I’m pretty sure they have refrigerators in their apartments, but I suspect that a lot of them would simply forget the food was there and it would just go bad and get thrown out anyway.
Count me in. I was brought up in the middle of nowhere by a grandmother born in 1899 to a family of sharecropers. You can guess how much she liked wasting food. There simply was no food wasted (and bread was particularly holy). Worst case scenario, it ended up feeding some relative’s pigs or chickens.

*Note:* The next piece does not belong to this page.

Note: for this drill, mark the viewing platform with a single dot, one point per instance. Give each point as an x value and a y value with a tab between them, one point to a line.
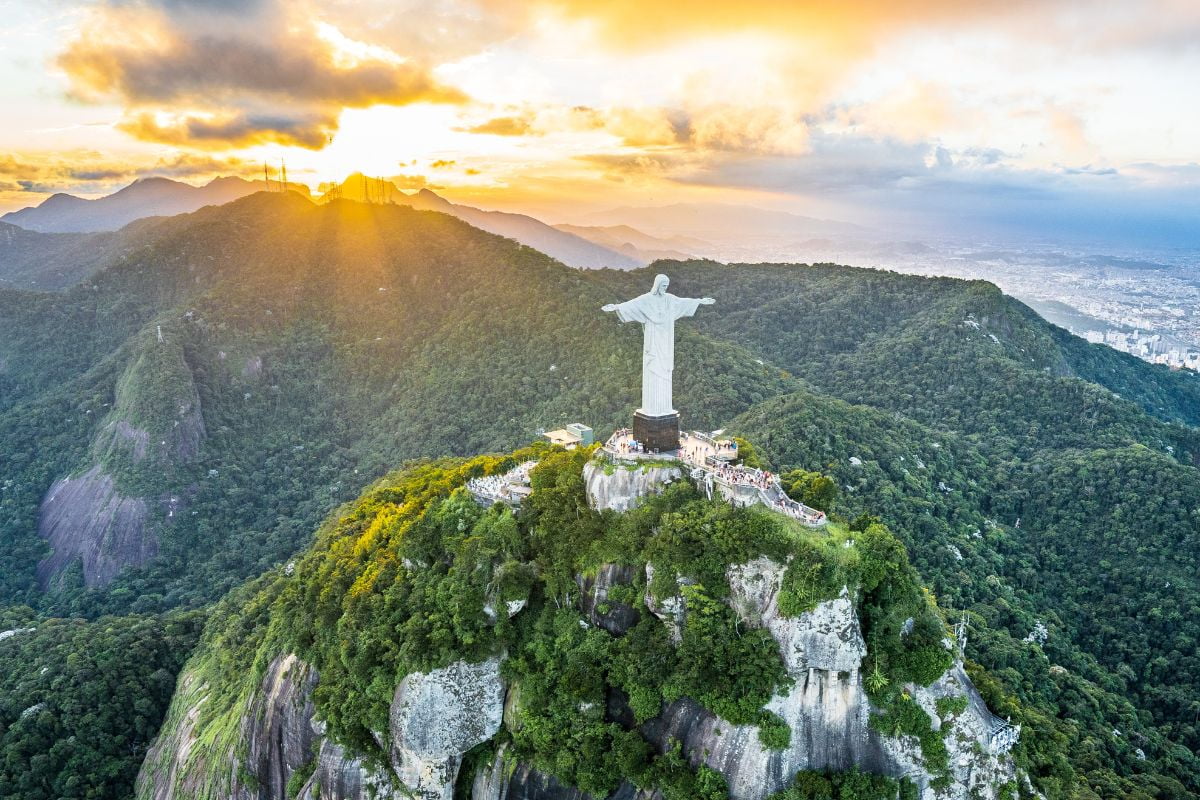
509	488
711	459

I do in fact waste food. Typically food I’m not enthralled about that goes past the expiration date in the fridge. But I can almost hear my grandmother, and all my elderly relatives from back when I was a kid, spinning in their graves when I do so.
It’s a generational thing. Grandparents generation, grew up in the Depression (which lasted much of the Twenties here) and went through wartime rationing (which continued til the mid-Fifties), they did not like to waste food, and would send you home with “a piece of cheese for Phoebe [the dog]” or “a slice of ham for His [father’s] tea” rather than waste it. Their children were much the same. “Think of the sailors dying to bring that across the Atlantic to you”.
I never buy yogurt anymore. Grandmother has a refrigerator in her room at the nursing home, and every day, the aide brings her snacks (usually yogurt in the mornings and juice and crackers in the afternoon,) and every day, rather than decline the snack, Grandmother has the aide put the yogurt in her little fridge. And twice a week, Ma cleans out the refrigerator and distributes the largesse. I haven’t bought yogurt or snack crackers in a year or more… (As to why Grandmother doesn’t just decline the snacks? I have no idea. She was crazy long before she was senile!)
We try and waste as little as possible. Meaty scraps go to the dog, everything else into a bag for some friend’s pigs, and I have leftovers for lunch at work three or four times a week. About the only food items that go into the general rubbish are cooked bones.
It’s not really a moral issue for me, but verges on one for my wife I think.
Since I am religious, I would not call it a sin. But it does bug the crap out of me. Even if you aren’t going to save it for yourself, there are tons of people who could use it. It’s why my church gives away leftovers for any meals we do.
Though pizza thing described in the OP does almost cross the line. That’s not just wasting leftovers. That’s wasting pretty much the all the food.
As for people saying stuff about keeping leftovers you don’t want, that’s a completely different issue. If you didn’t like the food, but have clearly eaten out of it, that’s not nearly so wasteful. But if you did like the food, why would leftovers be bad? You have at least 5 days to eat them.